La crise écologique liée aux activités humaines, d'abord contestée, est maintenant notable et reconnue par l'immense majorité des terriens; des populations entières en subissent déjà les conséquences.
Comme la plupart d'entre-vous, j'ai conscience que nous sommes arrivés à un point de bascule et que, faute de pouvoir agir collectivement, nous avons le pouvoir de changer notre façon de consommer, de travailler, de produire, de penser pour tenter d'éviter d'entrer dans le mur.
Nos actions individuelles, si modestes puissent-elles paraître, pourront aussi avoir un impact collectif.
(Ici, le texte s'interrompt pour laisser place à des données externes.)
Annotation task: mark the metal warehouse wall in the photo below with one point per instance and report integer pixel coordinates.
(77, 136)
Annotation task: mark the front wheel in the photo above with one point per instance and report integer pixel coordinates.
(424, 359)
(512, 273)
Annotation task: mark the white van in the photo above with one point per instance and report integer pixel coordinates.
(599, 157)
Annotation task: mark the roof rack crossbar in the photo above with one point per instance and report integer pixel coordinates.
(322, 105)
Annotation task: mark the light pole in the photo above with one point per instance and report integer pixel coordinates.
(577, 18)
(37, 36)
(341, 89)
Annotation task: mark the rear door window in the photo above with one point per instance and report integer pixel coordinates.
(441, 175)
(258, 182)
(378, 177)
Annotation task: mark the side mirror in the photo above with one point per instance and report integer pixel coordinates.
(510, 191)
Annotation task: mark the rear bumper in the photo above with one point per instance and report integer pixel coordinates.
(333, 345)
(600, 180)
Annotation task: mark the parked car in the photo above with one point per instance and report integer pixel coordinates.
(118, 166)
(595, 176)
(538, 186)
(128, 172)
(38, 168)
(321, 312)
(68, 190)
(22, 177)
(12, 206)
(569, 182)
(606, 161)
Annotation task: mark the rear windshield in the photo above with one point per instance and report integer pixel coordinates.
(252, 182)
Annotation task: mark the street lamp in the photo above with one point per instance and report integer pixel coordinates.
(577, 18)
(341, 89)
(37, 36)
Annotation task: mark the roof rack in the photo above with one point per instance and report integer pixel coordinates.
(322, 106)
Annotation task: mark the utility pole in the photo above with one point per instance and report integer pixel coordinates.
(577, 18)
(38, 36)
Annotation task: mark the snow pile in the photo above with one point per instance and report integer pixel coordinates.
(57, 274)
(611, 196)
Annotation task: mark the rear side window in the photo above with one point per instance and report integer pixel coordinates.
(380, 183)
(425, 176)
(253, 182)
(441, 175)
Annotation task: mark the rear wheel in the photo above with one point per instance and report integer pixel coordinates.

Nos actions individuelles influenceront notre façon d'être au travail, ouvriront des champs du possibles chez nos amis et permettrons d'expérimenter de nouvelles façons d'être.
Réfléchir à demain commence pour moi à repenser à hier : comment vivaient nos parents, quels étaient les valeurs et leurs désirs, comment leur avons-nous succéder ?

Le départ

Je suis né au débat des années 60, dans une ferme en Flandre et depuis ma naissance, j'ai vu le monde se métamorphoser sous les coups de boutoirs de nos actions.
Le paysage bocager s'est progressivement transformé en plaine de plus en plus nue, verdoyante au printemps, ondulante en été, délavée à l'automne et dure comme le roc en hiver. Les oiseaux et petits mammifères traversaient hâtivement notre chemin d'une haie à l'autre devant où derrière nous quand nous nous déplacions à pieds ou à vélo. Chaque mètre parcouru était source d'émerveillement pour l'enfant que j'étais. A l'automne ou au printemps, dans la brume épaisse, nous parcourions les champs derrière les chevaux et la charrue, du haut en bas et du bas en haut; la terre, brutalement renversée par le soc fumait pendant quelques minutes et les vers de terre se dépêchaient de se frayer un chemin pour échapper aux oiseaux qui ne tardaient jamais à remarquer l'opportunité. De retour à la ferme, matin et soir, il faillait nourrir vaches et cochons et nous enfants participions avec bonheur à ces tâches, nourrir les chevaux était réservé aux adultes.
Le dimanche, nous nous levions encore plus tôt pour nourrir les animaux avant de partir à la première messe de huit heures, Nous quittions la ferme en voiture dont l'usage principal était nos déplacements vers le village. Une grande partie des femmes et hommes ne disposaient pas de véhicule motorisé et nous les croisions sur leurs vélos, comme chaque jour : ils travaillaient à proximité de leur domicile ou résidait à proximité de leur lieu de travail.Après la messe, nous faisions toujours la même tournée des magasins pour faire les courses pour la semaine. Notre père faisait la tournée des cafés avec toujours les mêmes compagnons agriculteurs : ils y parlaient de leur métier, du cours des marchandises, des terres à reprendre ou à céder dans le village suite à la cessation d'activité d'un tel ou d'une telle.
Le dimanche après-midi, c'était la journée de la famille; nous rendions visite à notre grand-mère qui habitaient avec la famille de sa famille installée sur la ferme qu'elle avait elle-même cultivé pendant toute sa vie. Cette ferme se trouvait à deux kilomètres de la notre. Elle était née dans une autre ferme encore à quelques centaines de mètres de celle où elle s'était installée avec son mari, mon grand-père, revenu amputé d'une jambe laissée sur le champ de bataille à Verdun. L'après-midi se passait en bavardages. Les adultes s’échangeaient les nouvelles de la semaine et celle apprises le matin même au village.
Nous rentrions alors à la ferme au soleil couchant. Les hommes (mon père et moi) nous hâtions de donner le seul repas frugal de la semaine aux animaux (pour eux aussi, c'était dimanche) et notre maman préparait un repas léger aussi pour nous : tous les êtres vivant de la ferme vivaient au diapason.
La semaine reprenait alors son cours au rythme des saisons et des travaux.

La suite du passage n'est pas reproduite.